If we’re going to be successful in reclaiming a vision of education that serves children well, and that posits a persuasive counter to standardized schooling, we need a new vocabulary for talking about teaching and learning and children’s development. “Achievement” has been hijacked as “getting a good test score,” and “teaching” has been in many jurisdictions transformed into information delivery. I’m hearing from teachers that such central concepts as “learning” and “child development” have been replaced (in their faculty meetings, principals’ memos, central office directives) by “measurable outcomes.” I have seen some pre-K and kinder teachers whisper when they talk about child development – or look over their shoulder to see if an administrator might be walking by. They won’t give up their knowledge of the many ways children develop, but neither do they want to have to be told – again— “that’s all well and good but we’re having to be accountable for our outcomes now.”

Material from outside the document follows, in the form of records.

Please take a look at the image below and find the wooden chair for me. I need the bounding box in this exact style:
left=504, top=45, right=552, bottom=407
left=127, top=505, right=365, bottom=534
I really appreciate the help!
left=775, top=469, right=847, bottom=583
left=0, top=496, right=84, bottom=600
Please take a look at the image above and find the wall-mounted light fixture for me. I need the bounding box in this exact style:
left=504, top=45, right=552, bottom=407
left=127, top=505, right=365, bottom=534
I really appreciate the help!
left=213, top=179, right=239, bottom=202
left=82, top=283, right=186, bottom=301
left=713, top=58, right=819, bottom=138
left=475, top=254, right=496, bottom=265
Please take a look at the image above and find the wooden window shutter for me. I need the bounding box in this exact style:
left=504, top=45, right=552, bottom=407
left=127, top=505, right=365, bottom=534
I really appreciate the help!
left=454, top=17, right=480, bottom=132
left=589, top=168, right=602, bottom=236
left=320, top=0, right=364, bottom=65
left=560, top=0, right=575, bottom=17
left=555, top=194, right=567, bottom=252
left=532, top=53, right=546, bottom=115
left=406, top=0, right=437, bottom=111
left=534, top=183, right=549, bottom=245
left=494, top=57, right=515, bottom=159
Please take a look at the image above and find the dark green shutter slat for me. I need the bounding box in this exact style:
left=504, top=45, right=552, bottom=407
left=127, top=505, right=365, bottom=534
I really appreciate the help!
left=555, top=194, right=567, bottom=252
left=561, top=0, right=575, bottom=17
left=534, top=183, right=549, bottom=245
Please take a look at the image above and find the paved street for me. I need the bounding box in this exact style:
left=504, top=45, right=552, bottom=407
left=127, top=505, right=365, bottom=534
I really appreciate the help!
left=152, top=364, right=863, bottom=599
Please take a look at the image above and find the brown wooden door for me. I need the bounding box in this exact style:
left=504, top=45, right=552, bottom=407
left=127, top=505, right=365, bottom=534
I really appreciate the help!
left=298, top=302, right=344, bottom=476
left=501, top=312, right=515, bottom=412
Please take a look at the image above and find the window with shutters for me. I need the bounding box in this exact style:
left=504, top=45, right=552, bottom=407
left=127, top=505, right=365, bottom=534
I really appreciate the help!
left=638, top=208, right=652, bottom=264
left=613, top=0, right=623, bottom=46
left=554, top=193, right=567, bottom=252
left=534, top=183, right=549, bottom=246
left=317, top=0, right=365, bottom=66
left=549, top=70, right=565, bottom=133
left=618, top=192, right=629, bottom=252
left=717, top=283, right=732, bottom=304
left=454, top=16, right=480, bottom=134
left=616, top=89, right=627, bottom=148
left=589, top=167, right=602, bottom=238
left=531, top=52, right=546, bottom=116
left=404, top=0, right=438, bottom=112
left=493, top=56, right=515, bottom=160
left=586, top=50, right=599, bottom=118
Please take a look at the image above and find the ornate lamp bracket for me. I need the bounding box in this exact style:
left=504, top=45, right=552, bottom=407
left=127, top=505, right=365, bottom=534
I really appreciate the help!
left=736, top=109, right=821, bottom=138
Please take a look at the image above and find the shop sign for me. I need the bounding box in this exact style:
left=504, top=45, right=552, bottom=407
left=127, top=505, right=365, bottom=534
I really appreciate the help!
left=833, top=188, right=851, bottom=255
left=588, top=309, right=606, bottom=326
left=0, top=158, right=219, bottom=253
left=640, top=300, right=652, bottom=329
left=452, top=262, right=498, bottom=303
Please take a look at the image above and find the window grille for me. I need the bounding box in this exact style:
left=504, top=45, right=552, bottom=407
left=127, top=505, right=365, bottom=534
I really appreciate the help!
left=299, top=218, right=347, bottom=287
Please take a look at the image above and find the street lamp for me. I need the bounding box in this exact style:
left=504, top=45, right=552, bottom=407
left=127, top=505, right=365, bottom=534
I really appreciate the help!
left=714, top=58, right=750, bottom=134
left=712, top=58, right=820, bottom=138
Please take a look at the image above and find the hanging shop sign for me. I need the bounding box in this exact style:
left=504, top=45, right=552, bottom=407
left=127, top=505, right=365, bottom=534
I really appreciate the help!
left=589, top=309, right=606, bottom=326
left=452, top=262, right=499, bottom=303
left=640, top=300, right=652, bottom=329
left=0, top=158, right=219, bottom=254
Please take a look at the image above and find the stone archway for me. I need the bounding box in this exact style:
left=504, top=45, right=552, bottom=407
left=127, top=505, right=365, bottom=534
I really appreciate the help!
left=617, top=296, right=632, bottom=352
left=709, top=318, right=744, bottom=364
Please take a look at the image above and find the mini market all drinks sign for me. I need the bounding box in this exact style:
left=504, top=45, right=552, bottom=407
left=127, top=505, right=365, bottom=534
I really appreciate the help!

I’ve struggled with the paucity of our educational language for a long time. I truly believe if “standardization” weren’t so close to “standards,” many thoughtful educators, researchers, and policymakers would not have confused the two and would have realized sooner that those of us documenting the harmful effects of standardization were not “against the standards movement,” which was at that time a serious collaborative attempt to enrich, update and upgrade the content and ways of knowing in the subject content fields. “Standardization,” of course, is oppositional to and degrading of academic “standards,” but that awareness came late in the policy debates, made obvious to many only after NCLB imposed the “Texas” model of standardization on states that were otherwise making progress toward raising academic standards. (Then those of us in Texas began getting the “why didn’t you warn us?” calls. No joy in having seen it coming.) But if our traditional “education” words have been co-opted, are there words that have power to re-shape the debates and bring us together on behalf of kids?